No CIAB 2017 (semana passada) a Câmara Interbancária de Pagamentos e bancos coligados apresentaram uma importante realização com Blockchain.
A CIP conseguiu montar um time multi-disciplinar e multi-banco num projeto de rastreio de aceite de boletos de proposta. Simularam todos os atores do processo: banco emissor do boleto com seu cliente pessoa jurídica, banco receptor do pagamento e seu cliente pessoa física, e a CIP no meio.
Demonstraram como um mesmo repositório descentralizado de dados (o Blockchain) pode ser usado por todos os atores simultaneamente para tratar o ciclo de vida completo de boletos.
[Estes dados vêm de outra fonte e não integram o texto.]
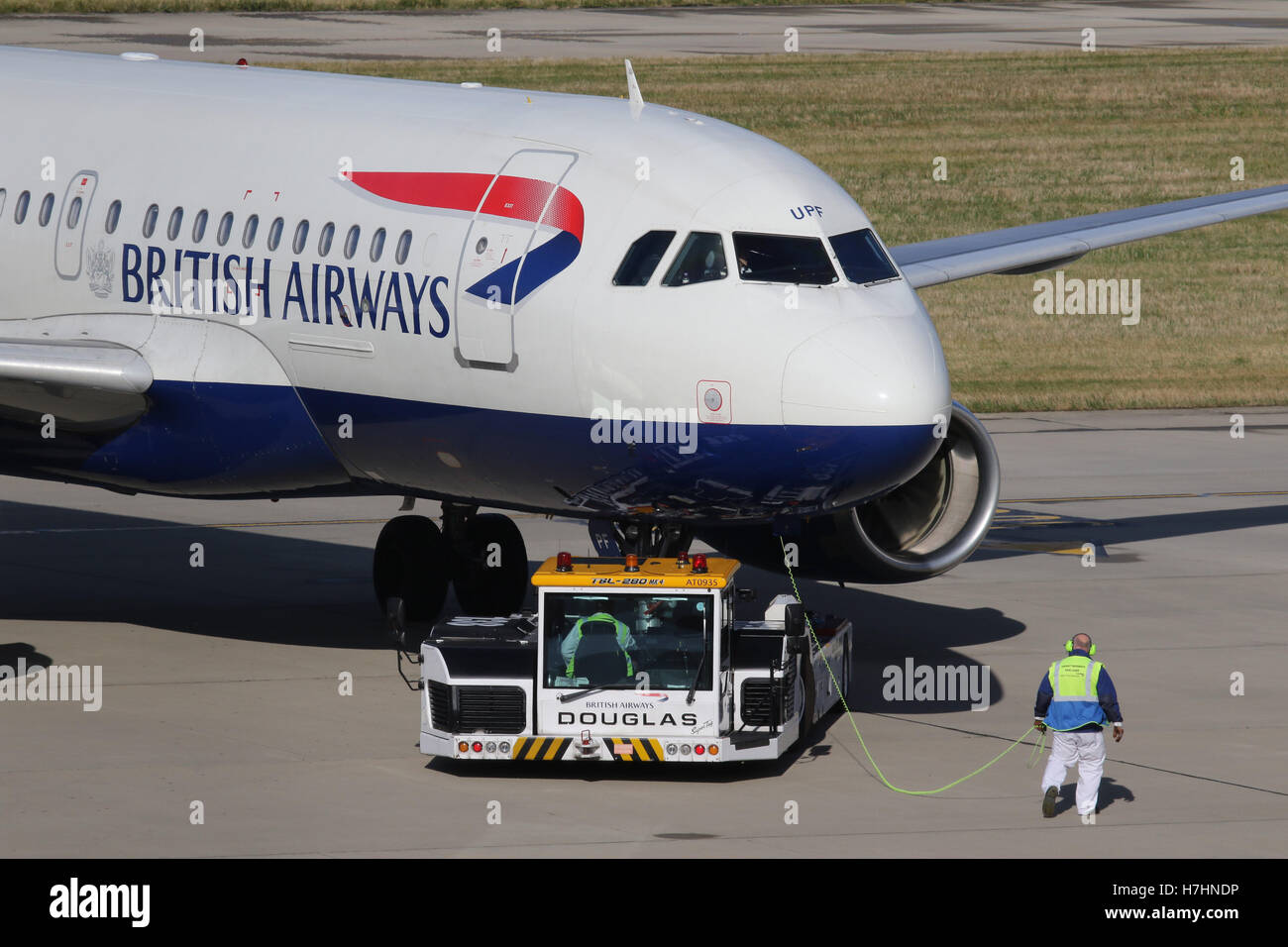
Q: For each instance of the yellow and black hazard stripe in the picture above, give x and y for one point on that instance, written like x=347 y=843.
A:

Sob a coordenação de Leandro Minniti da CIP, programadores e analistas de negócio do Banco do Brasil, Bradesco, Itaú e Santander cooperaram para realizar o projeto. Usaram o Hyperledger Fabric da Linux Foundation como implementação de Blockchain. Mas os aspectos tecnológicos são só parte desta façanha. Explico.
A sociedade tem grandes expectativas relacionadas a Blockchain. Ativistas da pós-Internet afirmam que Blockchain vai revolucionar contratos, acabar com cartórios e liquidar advogados. Mas gasta-se pouca energia com o mais importante: como chegar lá.
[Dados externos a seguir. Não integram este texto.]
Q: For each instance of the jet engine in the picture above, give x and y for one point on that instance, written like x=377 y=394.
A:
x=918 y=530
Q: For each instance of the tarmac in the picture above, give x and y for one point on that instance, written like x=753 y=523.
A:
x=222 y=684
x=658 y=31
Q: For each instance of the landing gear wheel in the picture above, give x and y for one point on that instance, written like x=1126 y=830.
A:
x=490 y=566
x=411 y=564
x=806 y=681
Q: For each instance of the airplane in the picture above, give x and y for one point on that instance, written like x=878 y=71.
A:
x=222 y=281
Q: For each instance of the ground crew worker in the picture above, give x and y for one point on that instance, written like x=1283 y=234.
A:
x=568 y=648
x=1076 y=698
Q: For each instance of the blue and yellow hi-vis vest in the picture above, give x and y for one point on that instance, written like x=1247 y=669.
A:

Essas transformações só acontecerão quando os players do atual status quo de cada indústria se reunirem e entrarem num consenso sobre como trabalhar de forma cooperativa, eficiente e com menos intermediários. O fator humano deste projeto da CIP é um dos primeiros exemplos disto no mundo. A capacidade de reunir empresas, que são de fato concorrentes, em torno de um objetivo maior em comum foi a melhor façanha deste projeto.
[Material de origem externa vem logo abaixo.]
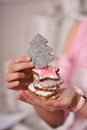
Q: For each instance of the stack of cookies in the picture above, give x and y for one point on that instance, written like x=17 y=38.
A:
x=47 y=79
x=46 y=82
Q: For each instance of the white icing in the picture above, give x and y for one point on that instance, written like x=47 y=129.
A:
x=39 y=92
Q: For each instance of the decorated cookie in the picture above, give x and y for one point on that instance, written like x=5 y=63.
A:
x=47 y=79
x=40 y=51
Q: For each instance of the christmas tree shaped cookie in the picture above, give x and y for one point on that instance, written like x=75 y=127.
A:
x=40 y=51
x=47 y=79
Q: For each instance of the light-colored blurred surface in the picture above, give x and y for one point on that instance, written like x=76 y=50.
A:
x=20 y=20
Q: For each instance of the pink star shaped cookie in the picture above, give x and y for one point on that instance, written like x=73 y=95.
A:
x=47 y=72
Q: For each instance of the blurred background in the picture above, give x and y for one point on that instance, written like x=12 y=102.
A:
x=20 y=20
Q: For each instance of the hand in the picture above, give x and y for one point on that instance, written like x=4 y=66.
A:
x=67 y=98
x=19 y=74
x=28 y=97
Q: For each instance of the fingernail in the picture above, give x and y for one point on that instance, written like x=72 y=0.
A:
x=28 y=58
x=17 y=83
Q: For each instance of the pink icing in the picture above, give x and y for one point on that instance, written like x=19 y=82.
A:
x=47 y=72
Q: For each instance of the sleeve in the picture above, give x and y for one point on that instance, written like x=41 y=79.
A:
x=65 y=66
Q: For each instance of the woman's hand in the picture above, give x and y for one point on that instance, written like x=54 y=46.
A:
x=67 y=99
x=19 y=74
É irônico observar que essa jornada por redução de intermediários – um dos grandes benefícios do Blockchain – tende a ser liderada pelos próprios intermediários. Se a CIP e Febraban têm esse papel na indústria financeira, temos talvez ONS na indústria de energia, Febranor para cartórios, OAB para legislação e contratos, Federações Agrícolas estaduais para aquela indústria e assim por diante. Em outras palavras, podemos prever que Blockchain terá que entrar em tais indústrias de dentro para fora, com desejo de cooperar e árduo trabalho dos players atuais de cada uma delas, liderados por esses intermediários e reguladores. Claro, essas indústrias podem ser “uberizadas” antes disso tudo acontecer, e o “uberizador” tende a fazê-lo de forma bem centralizadora, portanto sem nenhum motivo para usar Blockchain (que promove descentralização), a não ser por puro marketing.
Uma visão romântica que posiciona Blockchain como algo de grande ruptura está infelizmente longe de acontecer, na minha opinião. Por enquanto, o que está no horizonte é Blockchain sendo adotado para eficiência operacional e troca útil de informações industriais.
Subtrair a aura de romantismo ao redor do Blockchain multiplica nossa clareza de visão. E uma forma clara de entender o Blockchain é como uma planilha ou banco de dados vivo que se auto-copia para vários computadores de donos diferentes. Técnicas criptográficas elegantes e inovadoras cuidam da segurança e integridade de tudo.
Com essa visão pragmática, achei interessantes as aplicações que Marcel Smetana, do Bradesco, apresentou no mesmo painel do CIAB: Blockchain como um banco de dados compartilhado entre as instituições financeiras para o KYM – know your machine, o identificador que cada instituição atribui a cada PC, tablet, celular de usuário que acessa seus serviços. O KYM, entre outras coisas, é usado para identificar fraudes. A idéia é que se os bancos unificarem e compartilharem suas bases de KYMs – através de um Blockchain –, podem de fato reduzir fraudes. Achei importante quando Marcel observou que tendem a usar Blockchain mais para esse tipo de objetivos do que para transações financeiras ou trocas monetárias entre instituições – exatamente onde atuam criptomoedas como Bitcoin e Ripple, aplicação mais popular do Blockchain hoje.
A TI dos últimos anos é dividida entre sistemas de registro e sistemas de engajamento. Muita atenção tem sido dada aos sistemas de engajamento, justamente porque chegam mais perto das pessoas. Mas Blockchain é uma inovação, das mais tremendas, no domínio dos sistemas de registro.